It was not made completely clear to me whether or not this is multiple choice, or whether or not we're supposed to just type-in the ICD-10 code ourselves.

But either way, I'm not feeling too overly stressed about this at this point.

I'd rather gain my "proficiency" this way, then taking a timed 3.5 hour test of 75 questions while sitting at my computer watching the timer tick away in the corner of my screen (MAJOR test anxiety here! )

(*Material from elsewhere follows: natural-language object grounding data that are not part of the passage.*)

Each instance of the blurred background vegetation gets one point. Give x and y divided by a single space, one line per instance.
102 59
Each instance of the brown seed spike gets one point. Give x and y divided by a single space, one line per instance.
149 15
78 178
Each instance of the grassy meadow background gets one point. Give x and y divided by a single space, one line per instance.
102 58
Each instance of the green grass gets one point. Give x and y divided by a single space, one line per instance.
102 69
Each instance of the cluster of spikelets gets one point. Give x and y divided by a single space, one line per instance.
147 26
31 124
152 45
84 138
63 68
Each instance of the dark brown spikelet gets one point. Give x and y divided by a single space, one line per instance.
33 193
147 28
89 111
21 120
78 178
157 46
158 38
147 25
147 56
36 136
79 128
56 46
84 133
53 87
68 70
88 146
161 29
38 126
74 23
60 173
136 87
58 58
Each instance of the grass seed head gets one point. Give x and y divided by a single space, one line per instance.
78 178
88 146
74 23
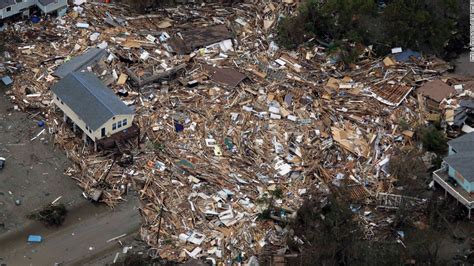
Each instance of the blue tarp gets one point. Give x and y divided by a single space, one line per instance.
7 80
35 238
405 55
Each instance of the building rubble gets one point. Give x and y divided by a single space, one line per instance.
232 126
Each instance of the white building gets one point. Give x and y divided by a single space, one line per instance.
9 8
91 106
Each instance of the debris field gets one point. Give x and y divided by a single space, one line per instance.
231 125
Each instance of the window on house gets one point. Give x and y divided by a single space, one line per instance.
459 177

Good luck to us all out there!
I'm sure it won't be half as bad as what we're anticipating.
If we were all able to pass the CPC exam in the first place....I'm pretty confident that I , and my fellow coders will do just fine with ICD-10.

~Amy


----------



## ollielooya

Please check out the current edition of our monthly magazine which has a new title.  There is information covering this in the beginning of the magazine.  From what I understand you have two choices 1) take the proficiency exam after studying whatever resources you have available.  Take a big gulp and go for it, OR 2) purchase the online AAPC-10 study course  and successful completion of that will satisfy the criteria for you to retain your credentials.   That's how I see it....


----------



## LCR CPC

abazcoder said:


> @edwardsj
> 
> I called back a 2nd time to AAPC during my lunch hour, and got a diffeent operator who did re-confirm for me that by simply taking the 16 hour long course, THAT in itself is the "Proficiency Exam"....so to speak. As she told me, completing the course shows that you are "proficient".
> 
> 
> 
> ~Amy



This is misinformation - the 16 hour online course is NOT the proficiency exam.  After each module of the online training, there is a short quiz.  You have the opportunity to review your answers and correct them, and after you finish all modules and their quizzes (with all answers correct), you get a CEU certificate.  But if you want to go on and take the proficiency exam, it is a separate test.  75 questions, timed.  You get 3 1/2 hours.  When you finish, the test is graded and you are told whether you passed or failed and how many you go correct.  You can't go back and review, but you do get two chances to take the test.


----------



## abazcoder

LCR CPC said:


> This is misinformation - the 16 hour online course is NOT the proficiency exam.  After each module of the online training, there is a short quiz.  You have the opportunity to review your answers and correct them, and after you finish all modules and their quizzes (with all answers correct), you get a CEU certificate.  But if you want to go on and take the proficiency exam, it is a separate test.  75 questions, timed.  You get 3 1/2 hours.  When you finish, the test is graded and you are told whether you passed or failed and how many you go correct.  You can't go back and review, but you do get two chances to take the test.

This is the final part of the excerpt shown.